Cabeça de uma mulher, talvez de uma domina, Séc. II
[encontrada no sítio de Milreu, junto a Estoi]
Museu Nacional de Arqueologia, Lisboa

JORGE DE SENA


CABECINHA ROMANA DE MILREU


Esta cabeça evanescente e aguda,
tão doce no seu ar decapitado,
do Império portentoso nada tem:
nos seus olhos vazios não se cruzam línguas,
na sua boca as legiões não marcham,
na curva do nariz não há povos
que foram massacrados e traídos.
É uma doçura que contempla a vida,
sabendo como, se possível, deve
ao pensamento dar certa loucura,
perdendo um pouco, e por instantes só,
a firme frieza da razão tranquila.
É uma virtude sonhadora: o escravo
que a possuía às horas da tristeza
de haver um corpo, a penetrou jamais
além de onde atingia; e quanto ao esposo,
se acaso a fecundou, não pensou nunca
em desviar sobre el' tão longo olhar.
Viveu, morreu, entre colunas, homens,
prados e rios, sombras e colheitas,
e teatros e vindimas, como deusa.
Apenas o não era: o vasto império
que os deuses todos tornou seus, não tinha
um rosto para os deuses.
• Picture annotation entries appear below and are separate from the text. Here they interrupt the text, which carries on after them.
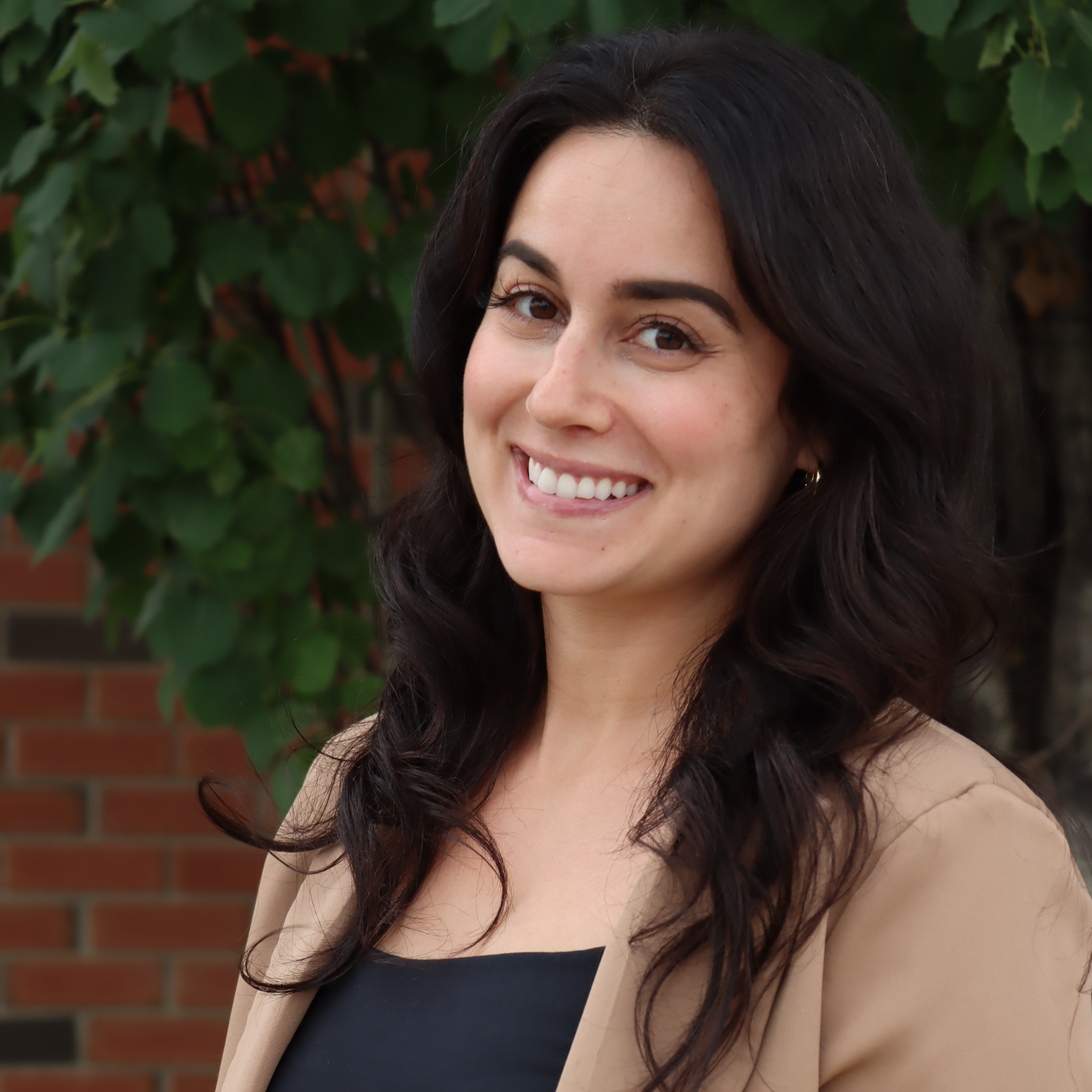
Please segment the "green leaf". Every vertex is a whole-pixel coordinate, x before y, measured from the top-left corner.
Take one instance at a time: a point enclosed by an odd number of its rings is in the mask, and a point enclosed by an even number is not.
[[[38,548],[34,551],[35,565],[52,554],[58,546],[68,542],[69,536],[80,522],[86,499],[87,489],[85,486],[80,486],[57,510],[54,518],[46,524],[41,538],[38,539]]]
[[[283,38],[312,54],[344,54],[368,4],[353,0],[286,0],[271,5],[273,27]]]
[[[480,72],[505,51],[508,46],[506,31],[510,29],[503,4],[495,0],[472,19],[446,31],[443,51],[458,71]]]
[[[1081,123],[1061,145],[1061,154],[1077,168],[1078,174],[1092,170],[1092,119],[1081,118]]]
[[[198,0],[129,0],[129,7],[153,23],[173,23],[197,2]]]
[[[982,47],[978,68],[997,68],[1016,45],[1018,22],[1016,15],[1006,22],[995,23],[986,35],[986,44]]]
[[[1009,78],[1012,127],[1032,155],[1057,147],[1077,128],[1081,96],[1057,68],[1025,57]]]
[[[0,38],[31,17],[32,0],[0,0]]]
[[[252,482],[239,494],[237,522],[240,532],[261,538],[280,527],[295,511],[296,498],[278,482]]]
[[[201,228],[198,250],[209,281],[228,284],[259,271],[269,257],[269,239],[249,221],[221,219]]]
[[[316,548],[319,565],[342,580],[354,580],[368,568],[368,539],[355,523],[322,527]]]
[[[182,703],[199,724],[215,728],[253,715],[265,686],[262,662],[235,655],[195,670],[182,690]]]
[[[19,218],[33,234],[40,235],[64,211],[74,182],[72,163],[55,163],[46,180],[19,206]]]
[[[216,128],[245,155],[261,151],[273,141],[287,100],[284,76],[261,58],[236,64],[212,84]]]
[[[518,0],[509,3],[508,12],[521,34],[542,34],[572,13],[573,0]]]
[[[140,422],[133,422],[118,434],[115,450],[121,465],[133,477],[162,477],[170,467],[170,448],[163,437],[150,431]]]
[[[1029,155],[1024,164],[1024,180],[1028,187],[1028,200],[1035,204],[1038,200],[1038,180],[1043,177],[1043,156]]]
[[[949,24],[950,34],[965,34],[985,26],[995,15],[1009,7],[1010,0],[964,0],[959,15]]]
[[[187,549],[206,550],[224,537],[235,509],[204,483],[174,486],[163,495],[167,531]]]
[[[342,708],[354,719],[373,712],[385,686],[387,679],[382,675],[354,675],[342,685]]]
[[[49,38],[29,24],[24,25],[17,34],[13,34],[3,51],[3,60],[0,61],[3,85],[12,87],[19,83],[20,73],[24,69],[32,68],[48,45]]]
[[[367,126],[391,147],[419,147],[429,110],[428,88],[419,79],[377,69],[361,98]]]
[[[971,176],[971,204],[982,204],[1001,185],[1012,159],[1012,128],[1008,120],[986,141]]]
[[[100,461],[87,487],[87,526],[96,543],[106,539],[118,523],[118,501],[126,480],[126,468],[110,449]]]
[[[175,29],[171,64],[183,79],[204,83],[247,56],[247,37],[222,8],[202,5]]]
[[[923,34],[942,38],[959,4],[960,0],[906,0],[906,12]]]
[[[313,428],[289,428],[273,446],[273,468],[293,489],[310,492],[325,474],[322,434]]]
[[[23,496],[23,479],[14,471],[0,470],[0,517],[7,515]]]
[[[1073,194],[1076,175],[1072,166],[1057,152],[1043,158],[1038,180],[1038,203],[1047,211],[1060,209]]]
[[[238,628],[238,613],[207,592],[169,595],[154,624],[183,673],[223,660],[235,644]]]
[[[181,436],[204,416],[212,395],[212,383],[200,365],[180,349],[164,349],[144,394],[144,420],[157,432]]]
[[[118,100],[117,80],[114,79],[114,68],[106,59],[106,50],[99,41],[93,41],[84,34],[76,37],[75,49],[76,83],[73,91],[80,91],[82,84],[96,103],[112,106]]]
[[[1073,29],[1081,36],[1081,40],[1089,49],[1092,49],[1092,19],[1079,11],[1073,11],[1072,8],[1069,9],[1069,19],[1073,24]]]
[[[130,221],[133,239],[152,269],[166,269],[175,252],[175,232],[163,205],[149,201],[138,205]]]
[[[52,122],[47,121],[44,126],[27,129],[12,150],[5,180],[17,182],[24,175],[28,175],[34,170],[38,157],[48,152],[56,141],[57,130],[54,129]]]
[[[34,0],[34,22],[48,34],[64,10],[66,0]]]
[[[226,447],[227,430],[211,417],[202,417],[189,431],[170,441],[175,461],[187,471],[198,471],[210,465]],[[215,487],[213,491],[223,496]]]
[[[587,0],[587,15],[593,34],[614,34],[626,23],[621,0]]]
[[[393,100],[383,110],[401,114]],[[289,108],[292,124],[288,143],[300,167],[312,175],[324,175],[354,159],[364,144],[355,111],[333,90],[318,80],[297,80]]]
[[[484,11],[492,0],[436,0],[432,5],[434,26],[454,26]]]
[[[402,319],[389,304],[357,296],[343,304],[333,317],[342,344],[367,360],[375,353],[394,352],[402,345]]]
[[[151,33],[152,20],[139,11],[115,3],[109,8],[83,11],[75,17],[76,26],[95,41],[124,56],[135,49]]]
[[[333,681],[340,646],[329,633],[309,633],[289,652],[292,674],[288,681],[297,693],[321,693]]]
[[[356,287],[356,244],[330,224],[307,221],[288,246],[272,253],[262,270],[262,284],[289,319],[309,319],[333,310]]]
[[[57,390],[78,391],[102,383],[124,358],[123,334],[95,331],[62,342],[47,358],[44,371]]]
[[[259,431],[280,434],[307,412],[307,381],[284,359],[240,360],[232,369],[232,391],[240,413]]]

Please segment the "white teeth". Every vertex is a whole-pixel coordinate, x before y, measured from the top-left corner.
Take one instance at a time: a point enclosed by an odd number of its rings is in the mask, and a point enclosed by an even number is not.
[[[544,466],[538,472],[538,480],[535,483],[543,492],[557,492],[557,475],[548,467]]]
[[[562,500],[572,500],[577,496],[577,479],[571,474],[562,474],[557,479],[557,495]]]
[[[527,477],[534,485],[538,486],[542,492],[550,496],[558,496],[562,500],[573,500],[579,497],[581,500],[606,500],[608,497],[632,497],[640,488],[636,482],[612,482],[610,478],[600,478],[598,482],[590,476],[577,479],[573,474],[558,475],[557,471],[549,466],[543,466],[534,459],[527,459]]]

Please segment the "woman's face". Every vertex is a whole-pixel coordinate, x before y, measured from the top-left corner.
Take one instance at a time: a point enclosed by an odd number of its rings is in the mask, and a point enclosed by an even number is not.
[[[793,471],[787,348],[744,302],[687,152],[575,131],[512,212],[463,385],[501,561],[556,595],[731,590]]]

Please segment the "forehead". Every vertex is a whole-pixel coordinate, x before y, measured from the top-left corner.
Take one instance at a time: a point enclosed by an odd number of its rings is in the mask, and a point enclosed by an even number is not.
[[[541,250],[562,276],[731,278],[709,176],[684,149],[643,133],[574,130],[538,158],[506,241]],[[712,286],[712,285],[711,285]]]

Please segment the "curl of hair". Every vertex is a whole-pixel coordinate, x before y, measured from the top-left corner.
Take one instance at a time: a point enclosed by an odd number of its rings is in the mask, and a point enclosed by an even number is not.
[[[704,166],[740,290],[792,351],[784,410],[824,452],[821,479],[791,483],[758,531],[737,614],[688,665],[632,831],[685,892],[633,938],[657,945],[634,1013],[645,1090],[695,1092],[743,1034],[761,983],[852,881],[869,810],[864,768],[847,755],[875,755],[907,729],[879,716],[892,701],[942,710],[968,641],[996,617],[998,587],[974,532],[987,339],[965,257],[871,94],[765,38],[585,41],[548,60],[480,134],[417,283],[413,356],[438,442],[378,542],[389,681],[373,726],[341,759],[328,817],[260,842],[340,845],[356,887],[351,928],[298,982],[251,981],[307,989],[343,973],[408,907],[452,832],[507,892],[478,809],[541,707],[543,625],[471,487],[463,369],[517,194],[577,128],[650,134]],[[698,952],[711,968],[704,996],[677,1046],[655,1057],[657,994]]]

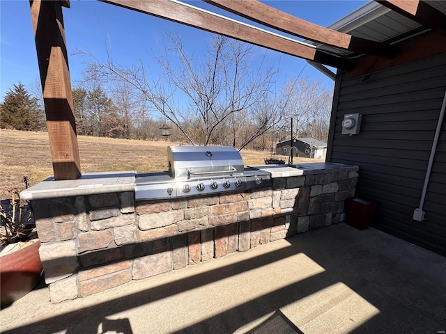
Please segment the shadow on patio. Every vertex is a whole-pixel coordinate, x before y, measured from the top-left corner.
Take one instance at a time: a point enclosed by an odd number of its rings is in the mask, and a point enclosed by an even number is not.
[[[445,291],[446,258],[339,224],[59,304],[37,289],[0,320],[4,334],[436,334]]]

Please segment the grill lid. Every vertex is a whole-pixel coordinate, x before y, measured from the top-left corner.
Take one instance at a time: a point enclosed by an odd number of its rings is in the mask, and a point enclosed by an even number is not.
[[[169,173],[176,180],[243,174],[243,160],[231,146],[169,146]]]

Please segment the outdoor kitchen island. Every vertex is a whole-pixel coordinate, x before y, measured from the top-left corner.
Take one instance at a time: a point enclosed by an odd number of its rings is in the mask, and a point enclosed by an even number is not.
[[[254,166],[271,184],[228,193],[135,200],[135,172],[49,178],[31,200],[52,303],[91,295],[338,223],[357,166]]]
E os humanos,
para que os deuses fossem, emprestavam
o próprio rosto que perdiam. Esta
cabeça evanescente resistiu:
nem deusa, nem mulher, apenas ciência
de que nada nos livra de nós mesmos.

Araraquara, 12/1/1963

(de Metamorfoses, seguidas de Quatro Sonetos de Afrodite Anadiómena, 1963)



[Milreu, 10 de Abril de 2011]


[Estoi, Rua da Barroca, 10 de Abril de 2011]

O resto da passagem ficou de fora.